I am trying to extract a discrete label (0/1) for a classification (supervised learning) task based on two pieces of information available for each patient, dfs.t and dfs.e, in different cancer related studies. My main concern here is the way that researchers fill in the dfs.e column for patients, this is what I think:
dfs.e = 0: no relapse/recurrence/distant-metastasis within dfs.t time frame
dfs.e = 1: relapse/recurrence/distant metastasis/death-caused-by-cancer occurred at dfs.t
Is this interpretation right? I was wondering if there is any conventional way for dealing with data like this.
Thanks in advance,
--Saman
I have seen survival package and used it for plotting KM graphs and running tests to compare survival times in two studies.

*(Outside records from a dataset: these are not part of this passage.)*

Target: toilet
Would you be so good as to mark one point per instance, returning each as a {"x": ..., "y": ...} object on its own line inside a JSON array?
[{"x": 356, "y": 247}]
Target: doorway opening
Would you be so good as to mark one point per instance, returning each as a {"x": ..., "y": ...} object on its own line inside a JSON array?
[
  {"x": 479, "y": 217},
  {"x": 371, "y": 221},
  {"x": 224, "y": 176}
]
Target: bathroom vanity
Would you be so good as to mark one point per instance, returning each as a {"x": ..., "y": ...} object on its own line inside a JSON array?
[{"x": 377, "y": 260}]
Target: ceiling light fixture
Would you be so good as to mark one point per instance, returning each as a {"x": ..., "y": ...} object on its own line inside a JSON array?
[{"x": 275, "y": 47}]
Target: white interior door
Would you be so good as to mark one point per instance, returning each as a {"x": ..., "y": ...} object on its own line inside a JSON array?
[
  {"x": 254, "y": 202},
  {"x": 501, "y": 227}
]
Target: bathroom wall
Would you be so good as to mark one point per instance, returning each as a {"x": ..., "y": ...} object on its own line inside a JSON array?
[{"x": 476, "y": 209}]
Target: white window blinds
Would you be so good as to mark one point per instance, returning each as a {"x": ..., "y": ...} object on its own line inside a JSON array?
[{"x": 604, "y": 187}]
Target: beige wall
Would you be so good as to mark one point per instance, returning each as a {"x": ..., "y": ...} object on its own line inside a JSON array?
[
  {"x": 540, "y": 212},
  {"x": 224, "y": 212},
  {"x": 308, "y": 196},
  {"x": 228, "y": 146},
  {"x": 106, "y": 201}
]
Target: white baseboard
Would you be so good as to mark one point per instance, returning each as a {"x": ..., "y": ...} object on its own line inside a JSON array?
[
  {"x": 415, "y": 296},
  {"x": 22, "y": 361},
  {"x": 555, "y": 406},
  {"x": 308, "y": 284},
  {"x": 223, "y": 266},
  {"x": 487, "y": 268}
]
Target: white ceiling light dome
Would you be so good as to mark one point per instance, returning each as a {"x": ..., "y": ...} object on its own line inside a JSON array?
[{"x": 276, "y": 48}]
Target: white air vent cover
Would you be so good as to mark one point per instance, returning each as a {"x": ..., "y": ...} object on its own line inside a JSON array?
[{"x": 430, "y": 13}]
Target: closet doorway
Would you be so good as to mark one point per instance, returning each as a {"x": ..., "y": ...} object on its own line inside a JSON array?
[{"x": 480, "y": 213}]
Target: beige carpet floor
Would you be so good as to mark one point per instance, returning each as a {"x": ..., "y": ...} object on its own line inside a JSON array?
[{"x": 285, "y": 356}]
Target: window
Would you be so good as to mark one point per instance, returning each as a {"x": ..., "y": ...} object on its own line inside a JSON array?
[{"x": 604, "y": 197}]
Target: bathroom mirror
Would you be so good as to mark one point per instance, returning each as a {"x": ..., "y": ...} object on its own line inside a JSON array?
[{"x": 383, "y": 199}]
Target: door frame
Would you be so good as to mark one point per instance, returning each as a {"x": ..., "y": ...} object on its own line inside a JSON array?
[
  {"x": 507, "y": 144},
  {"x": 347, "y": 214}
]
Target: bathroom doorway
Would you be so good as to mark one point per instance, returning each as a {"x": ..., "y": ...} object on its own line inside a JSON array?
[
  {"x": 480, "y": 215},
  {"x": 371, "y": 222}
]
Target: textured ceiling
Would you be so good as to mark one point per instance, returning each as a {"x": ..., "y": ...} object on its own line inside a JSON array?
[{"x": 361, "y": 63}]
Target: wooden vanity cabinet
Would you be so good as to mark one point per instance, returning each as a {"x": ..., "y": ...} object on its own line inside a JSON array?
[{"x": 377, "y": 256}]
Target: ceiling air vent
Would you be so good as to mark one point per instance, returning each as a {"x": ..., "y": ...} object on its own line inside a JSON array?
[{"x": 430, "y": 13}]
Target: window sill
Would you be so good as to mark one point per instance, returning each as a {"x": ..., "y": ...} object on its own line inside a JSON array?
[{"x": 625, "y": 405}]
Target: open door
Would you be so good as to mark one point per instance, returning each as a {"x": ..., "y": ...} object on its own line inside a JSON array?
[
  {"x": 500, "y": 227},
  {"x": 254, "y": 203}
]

What I am interested in is to divide patients into two meaningful distinct groups based on dfs.t and dfs.e values. I cannot find anything useful in this regard!
From dfs.t and dfs.e you can extract "did/did not recur in a given time interval", which is a useful start. Selecting the time interval shouldn't be done casually; look at clinical papers or talk to a specialist to find out a meaningful interval. Finding the features to build your classifier is up to you...
I agree with David that looking to clinical literature is a good idea. For some diseases 5yr or 10yr DFS is the metric that everyone cares/talks about. But, another idea is to plot just the frequency of events (where dfs.e=1) versus their time (dfs.t). Is there a linear accumulation of events over time? Or, is there a point at which the rate of accumulation of events changes. That could inform your choice of cutoff.